The family says the government, through the military court, is attempting to make Abdirizak’s death look unintentional without rigorously probing the murder.
Ranked as one of the worst countries in terms of corruption, according to Transparency International’s Corruption Perception Index (CPI), Somalia suffers from weak public institutions and instability that directly impact basic security governance. For this reason, the journalist’s family is not willing to pursue the court case any more.
Qasim Iman, 59-year-old father and his wife Sahra Ismail, 53, say they are still waiting for government to rigorously investigate the killing of their son, Abdirizak Qasim Iman, a camera-journalist killed in Mogadishu by a police officer. (PHOTO by Hinda Dahir on Friday July 24, 2020).
“We are not satisfied with the court sentence. It is biased attempt to divert our inquest for justice. They know the killer well. He continues to get payment from the police. They did not investigate him. They did not bother to arrest until today,” the bereaved Qasim says “Once the lower court makes a verdict, the higher court will uphold the same decision. I have no confidence at all.”
“We anticipated for an honest investigation to take place. We hoped for a justice but we did not get it. Our hopes dashed. We are patient with God,” Qasim adds.
Earlier reports said that at the time of the attack, the journalist was trying to pass a security checkpoint near Mogadishu’s Peace Garden, a public park, but his colleague Abduwahab clarified that Abdirizak was holding his camera- enough to reveal his identity as a journalist at the time of the shooting.

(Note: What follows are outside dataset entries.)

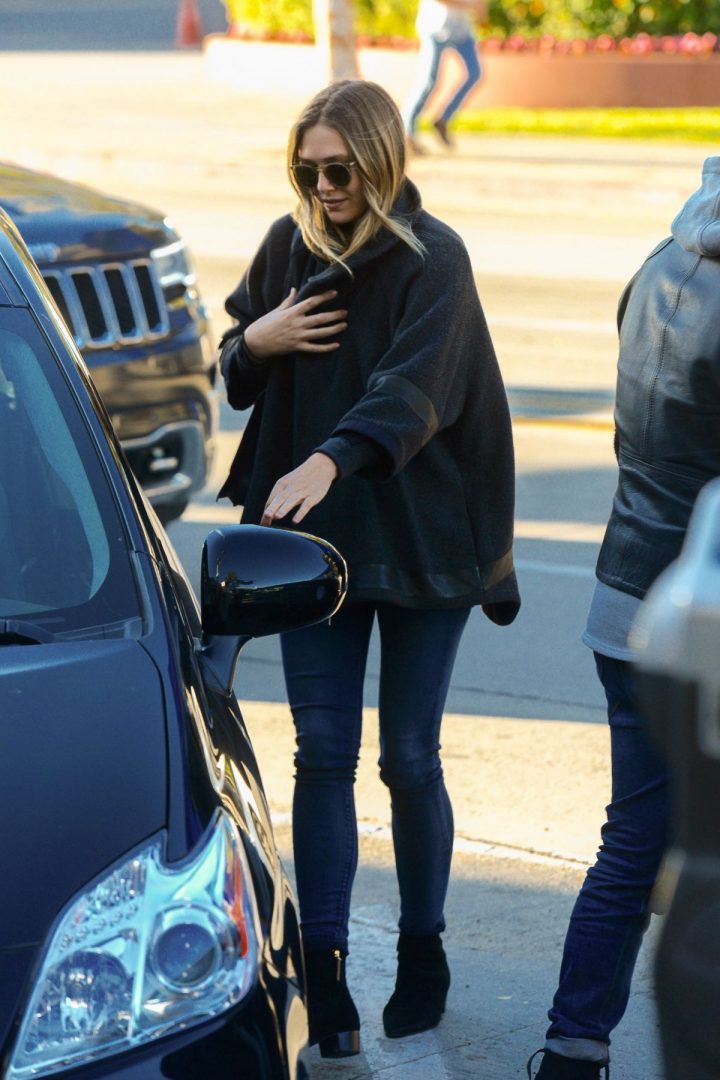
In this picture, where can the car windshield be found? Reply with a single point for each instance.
(65, 569)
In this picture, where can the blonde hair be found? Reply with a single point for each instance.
(367, 119)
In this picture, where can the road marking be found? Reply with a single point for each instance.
(562, 569)
(461, 844)
(199, 513)
(553, 325)
(568, 531)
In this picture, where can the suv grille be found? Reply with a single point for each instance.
(114, 302)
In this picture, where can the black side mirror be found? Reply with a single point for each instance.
(257, 581)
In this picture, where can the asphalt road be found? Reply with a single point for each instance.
(554, 229)
(111, 25)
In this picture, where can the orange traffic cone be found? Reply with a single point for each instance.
(189, 28)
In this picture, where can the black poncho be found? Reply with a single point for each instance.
(411, 407)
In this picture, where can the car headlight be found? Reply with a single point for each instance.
(146, 950)
(173, 265)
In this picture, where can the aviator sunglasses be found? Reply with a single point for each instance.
(337, 172)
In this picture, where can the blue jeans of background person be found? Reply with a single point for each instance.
(429, 64)
(612, 910)
(325, 672)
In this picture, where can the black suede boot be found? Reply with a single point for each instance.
(556, 1067)
(421, 987)
(331, 1012)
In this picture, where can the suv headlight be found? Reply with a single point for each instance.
(147, 950)
(173, 265)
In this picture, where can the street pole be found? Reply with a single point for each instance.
(335, 38)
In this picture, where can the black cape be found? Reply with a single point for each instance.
(428, 521)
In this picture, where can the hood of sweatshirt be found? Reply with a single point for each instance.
(696, 228)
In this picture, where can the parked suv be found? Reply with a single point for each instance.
(148, 930)
(122, 279)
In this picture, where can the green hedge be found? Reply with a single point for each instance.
(566, 18)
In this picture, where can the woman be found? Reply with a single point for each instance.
(381, 423)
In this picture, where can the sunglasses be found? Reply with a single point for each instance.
(337, 172)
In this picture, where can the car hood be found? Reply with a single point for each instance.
(82, 772)
(62, 221)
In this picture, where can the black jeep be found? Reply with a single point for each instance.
(122, 279)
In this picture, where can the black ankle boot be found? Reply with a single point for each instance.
(421, 987)
(331, 1012)
(556, 1067)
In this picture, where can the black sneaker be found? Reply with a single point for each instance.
(556, 1067)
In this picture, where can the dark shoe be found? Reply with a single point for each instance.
(442, 130)
(421, 987)
(333, 1016)
(556, 1067)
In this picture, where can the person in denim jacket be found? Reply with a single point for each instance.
(443, 26)
(667, 420)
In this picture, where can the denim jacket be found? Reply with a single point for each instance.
(667, 404)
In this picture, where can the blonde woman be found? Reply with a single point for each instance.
(379, 422)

“He was still holding his camera but the police officer shot him. It is widely known that police regard journalists and their cameras as enemies. There was no any justification to shoot Abdirizak. When we reached the site we got the camera, which had contained footage he recorded from the university,” Abduwahab who now works at a local radio in Mogadishu said.

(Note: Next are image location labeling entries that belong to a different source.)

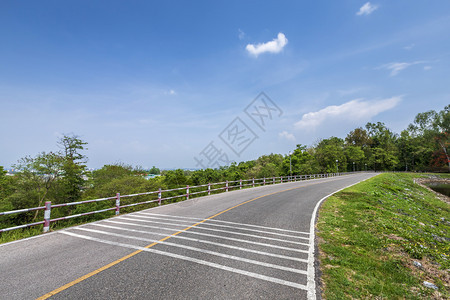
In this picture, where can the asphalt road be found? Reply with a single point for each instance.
(244, 244)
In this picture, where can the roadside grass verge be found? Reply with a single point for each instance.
(373, 236)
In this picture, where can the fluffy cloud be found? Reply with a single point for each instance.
(366, 9)
(286, 135)
(241, 34)
(355, 109)
(396, 67)
(274, 46)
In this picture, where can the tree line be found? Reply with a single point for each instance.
(62, 176)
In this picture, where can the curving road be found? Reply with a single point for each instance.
(252, 243)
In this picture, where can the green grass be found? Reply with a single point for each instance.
(370, 235)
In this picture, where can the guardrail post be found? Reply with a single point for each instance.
(47, 213)
(117, 204)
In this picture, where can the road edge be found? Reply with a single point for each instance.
(312, 271)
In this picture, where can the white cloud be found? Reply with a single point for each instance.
(286, 135)
(241, 34)
(354, 109)
(396, 67)
(366, 9)
(274, 46)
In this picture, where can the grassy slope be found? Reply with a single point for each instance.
(370, 235)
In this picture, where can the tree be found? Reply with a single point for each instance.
(154, 170)
(302, 161)
(330, 155)
(175, 178)
(74, 167)
(355, 155)
(433, 128)
(36, 179)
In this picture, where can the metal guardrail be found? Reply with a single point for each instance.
(223, 186)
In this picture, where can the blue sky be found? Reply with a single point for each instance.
(155, 82)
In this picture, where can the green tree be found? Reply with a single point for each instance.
(355, 155)
(432, 129)
(301, 160)
(175, 178)
(74, 167)
(330, 155)
(36, 179)
(155, 170)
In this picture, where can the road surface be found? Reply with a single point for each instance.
(244, 244)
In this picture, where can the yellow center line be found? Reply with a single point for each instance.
(78, 280)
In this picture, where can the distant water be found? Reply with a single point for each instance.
(440, 188)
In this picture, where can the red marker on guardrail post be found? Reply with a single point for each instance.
(117, 204)
(47, 213)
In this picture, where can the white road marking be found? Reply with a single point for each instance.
(217, 230)
(227, 222)
(207, 242)
(214, 236)
(198, 261)
(227, 226)
(250, 261)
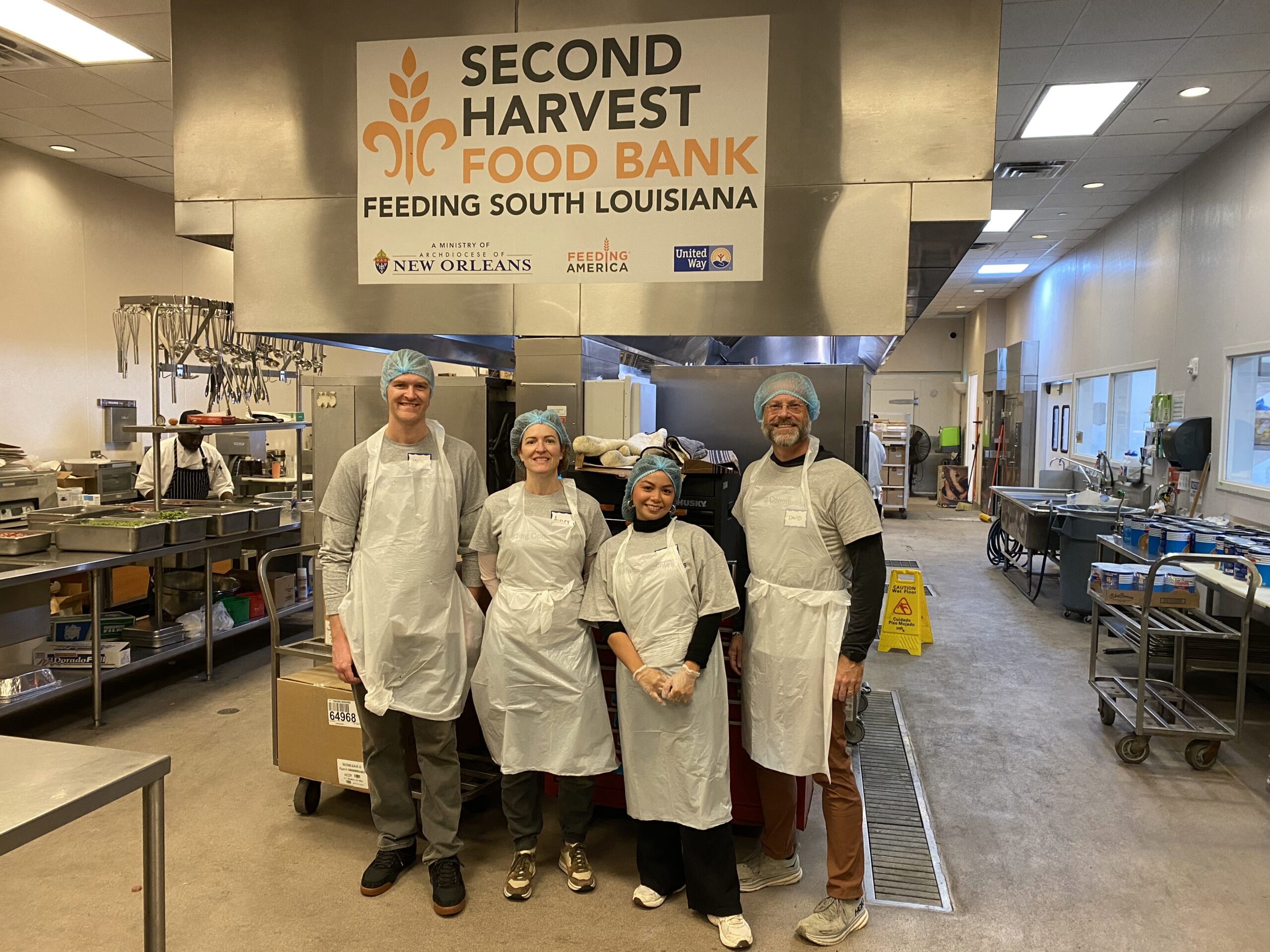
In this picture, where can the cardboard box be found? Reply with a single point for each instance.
(284, 592)
(1159, 599)
(319, 737)
(115, 654)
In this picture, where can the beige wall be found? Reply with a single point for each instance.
(1183, 275)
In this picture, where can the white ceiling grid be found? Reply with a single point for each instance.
(1170, 46)
(117, 117)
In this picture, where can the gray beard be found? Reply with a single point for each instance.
(778, 440)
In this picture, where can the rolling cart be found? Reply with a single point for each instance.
(479, 774)
(1153, 706)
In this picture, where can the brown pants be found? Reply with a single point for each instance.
(844, 814)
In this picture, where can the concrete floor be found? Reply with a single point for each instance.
(1049, 841)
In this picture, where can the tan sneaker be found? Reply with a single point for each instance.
(520, 878)
(577, 867)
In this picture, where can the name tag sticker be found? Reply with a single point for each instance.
(795, 518)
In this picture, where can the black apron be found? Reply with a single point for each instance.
(189, 483)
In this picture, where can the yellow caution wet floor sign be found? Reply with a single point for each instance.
(906, 624)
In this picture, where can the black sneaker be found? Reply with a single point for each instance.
(384, 870)
(448, 895)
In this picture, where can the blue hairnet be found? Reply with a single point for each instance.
(549, 418)
(405, 362)
(643, 468)
(789, 384)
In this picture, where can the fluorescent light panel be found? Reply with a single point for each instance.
(1076, 110)
(65, 33)
(1004, 219)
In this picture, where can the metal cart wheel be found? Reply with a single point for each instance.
(308, 794)
(1133, 749)
(1107, 713)
(1202, 754)
(855, 731)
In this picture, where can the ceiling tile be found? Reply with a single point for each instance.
(1235, 116)
(1184, 119)
(1015, 99)
(1029, 150)
(131, 144)
(150, 31)
(66, 119)
(117, 8)
(1155, 144)
(143, 117)
(1237, 17)
(149, 79)
(14, 97)
(74, 87)
(160, 183)
(1026, 65)
(116, 167)
(1240, 54)
(10, 127)
(159, 162)
(1105, 62)
(1110, 21)
(40, 144)
(1161, 93)
(1038, 23)
(1202, 141)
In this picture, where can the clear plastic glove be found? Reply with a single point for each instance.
(679, 688)
(653, 682)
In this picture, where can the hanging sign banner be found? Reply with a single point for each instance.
(607, 154)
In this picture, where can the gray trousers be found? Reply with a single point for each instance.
(522, 806)
(391, 803)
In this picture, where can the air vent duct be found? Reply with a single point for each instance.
(1030, 171)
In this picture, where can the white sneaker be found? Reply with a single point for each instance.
(760, 871)
(733, 931)
(649, 898)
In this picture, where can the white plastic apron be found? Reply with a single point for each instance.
(412, 625)
(795, 619)
(675, 758)
(536, 687)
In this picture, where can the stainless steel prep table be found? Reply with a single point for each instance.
(55, 564)
(46, 786)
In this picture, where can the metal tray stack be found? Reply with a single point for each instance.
(78, 536)
(26, 543)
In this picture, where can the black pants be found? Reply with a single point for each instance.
(522, 806)
(671, 856)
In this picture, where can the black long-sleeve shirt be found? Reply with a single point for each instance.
(868, 586)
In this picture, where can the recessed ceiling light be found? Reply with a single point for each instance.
(64, 33)
(1076, 110)
(1004, 219)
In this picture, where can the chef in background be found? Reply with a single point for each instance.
(189, 469)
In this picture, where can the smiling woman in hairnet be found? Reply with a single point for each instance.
(658, 592)
(536, 688)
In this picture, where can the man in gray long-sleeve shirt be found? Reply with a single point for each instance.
(398, 513)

Inside in her narrow house made of corrugated iron sheet walls in Mogadishu’s Hamar Jajab neighborhood, Abdirizak’s mother, Sahra Ismail Ali, 53, holds documents showing his picture and a death certificate from the local hospital. It certifies that “Abdirizak was shot twice on the head”.
“Until today I am mourning for [my son’s death]. My heart is in agony. But it is more painful that we have not get justice served for Abdirizak,” Sahra says as she stumbles over her words.

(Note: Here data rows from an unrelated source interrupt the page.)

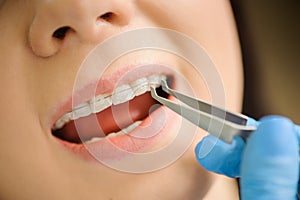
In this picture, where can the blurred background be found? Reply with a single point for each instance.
(270, 38)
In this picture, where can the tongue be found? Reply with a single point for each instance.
(110, 120)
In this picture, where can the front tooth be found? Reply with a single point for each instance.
(131, 127)
(140, 86)
(81, 111)
(94, 139)
(59, 124)
(122, 94)
(100, 103)
(155, 80)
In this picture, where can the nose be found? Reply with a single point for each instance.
(59, 23)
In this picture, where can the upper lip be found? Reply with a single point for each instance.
(106, 84)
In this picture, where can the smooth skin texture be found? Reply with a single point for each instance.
(38, 71)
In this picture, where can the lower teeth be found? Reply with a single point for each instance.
(124, 131)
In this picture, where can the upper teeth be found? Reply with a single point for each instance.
(120, 95)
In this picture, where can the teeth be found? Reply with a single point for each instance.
(124, 131)
(140, 86)
(82, 110)
(121, 94)
(100, 103)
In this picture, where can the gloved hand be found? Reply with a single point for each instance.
(267, 164)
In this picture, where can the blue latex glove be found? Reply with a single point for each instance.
(268, 164)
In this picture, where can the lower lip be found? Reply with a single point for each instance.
(155, 131)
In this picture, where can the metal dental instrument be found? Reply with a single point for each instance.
(217, 121)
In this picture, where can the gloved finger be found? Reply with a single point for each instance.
(220, 157)
(270, 164)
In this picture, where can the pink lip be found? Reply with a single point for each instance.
(152, 129)
(106, 84)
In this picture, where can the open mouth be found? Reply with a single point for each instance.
(116, 114)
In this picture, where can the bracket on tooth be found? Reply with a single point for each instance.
(121, 94)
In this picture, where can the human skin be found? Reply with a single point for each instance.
(38, 71)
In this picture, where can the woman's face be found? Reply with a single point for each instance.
(43, 45)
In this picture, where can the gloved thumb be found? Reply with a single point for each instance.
(270, 164)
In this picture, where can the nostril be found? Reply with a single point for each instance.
(107, 16)
(61, 32)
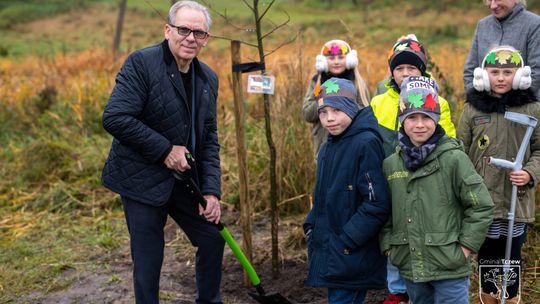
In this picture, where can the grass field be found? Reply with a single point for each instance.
(56, 73)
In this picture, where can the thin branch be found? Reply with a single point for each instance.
(278, 26)
(266, 10)
(224, 16)
(282, 45)
(230, 39)
(247, 4)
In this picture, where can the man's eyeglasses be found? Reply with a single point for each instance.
(185, 31)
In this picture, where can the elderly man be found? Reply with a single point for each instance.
(509, 24)
(162, 107)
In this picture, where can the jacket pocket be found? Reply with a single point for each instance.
(444, 251)
(399, 249)
(343, 263)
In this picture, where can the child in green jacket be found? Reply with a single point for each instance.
(441, 209)
(502, 84)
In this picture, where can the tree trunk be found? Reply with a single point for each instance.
(274, 213)
(240, 122)
(119, 25)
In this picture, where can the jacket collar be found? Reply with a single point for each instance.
(518, 8)
(174, 73)
(484, 102)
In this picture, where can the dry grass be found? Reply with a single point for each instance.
(54, 147)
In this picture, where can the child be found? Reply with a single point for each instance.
(351, 200)
(500, 85)
(408, 58)
(441, 210)
(336, 59)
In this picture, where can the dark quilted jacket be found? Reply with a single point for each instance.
(146, 114)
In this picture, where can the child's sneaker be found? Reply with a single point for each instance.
(400, 298)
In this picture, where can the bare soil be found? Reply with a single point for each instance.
(109, 279)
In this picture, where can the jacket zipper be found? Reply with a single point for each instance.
(370, 188)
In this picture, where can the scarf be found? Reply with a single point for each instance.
(413, 156)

That is not her only fear. She is also scared for other journalists including her son’s colleagues who are still willing to seek the truth and report for the public interest in a deadly city for journalists.
“Journalists are important for this country. They should be protected and their rights preserved well. If there are no journalists, then we would not have the information we need to be well informed about what is happening in our surroundings,” she emphasizes.
The local journalist rights groups blame the Somali government for its insouciant stance towards the threats and violence Somali journalists face on a daily basis.  Without addressing the issue of impunity towards journalists’ murders, the rights groups say, the problem will persist. So far this year two journalists have been killed. None of the murders were properly investigated.
“They kill you and you never know them. Impunity is prevalence in Somalia. Not even that unknown criminals are targeting journalists but also there are known ones,” Abduwahab says.
As this Sunday marks the second anniversary of the young cameraman Abdirizak’s death, his family continues to seek justice. Just last week, Qasim, the father, wrote a letter to the Attorney General’s office requesting the killer be arrested. He is yet to get a response from the Attorney General.
“We expect justice to prevail. The killer is in Galmudug police force. He must be arrested if there is any justice at all,” Qasim concludes.
This story is part of an investigative grant report supported by the Justice for Journalists Fund (JFJ).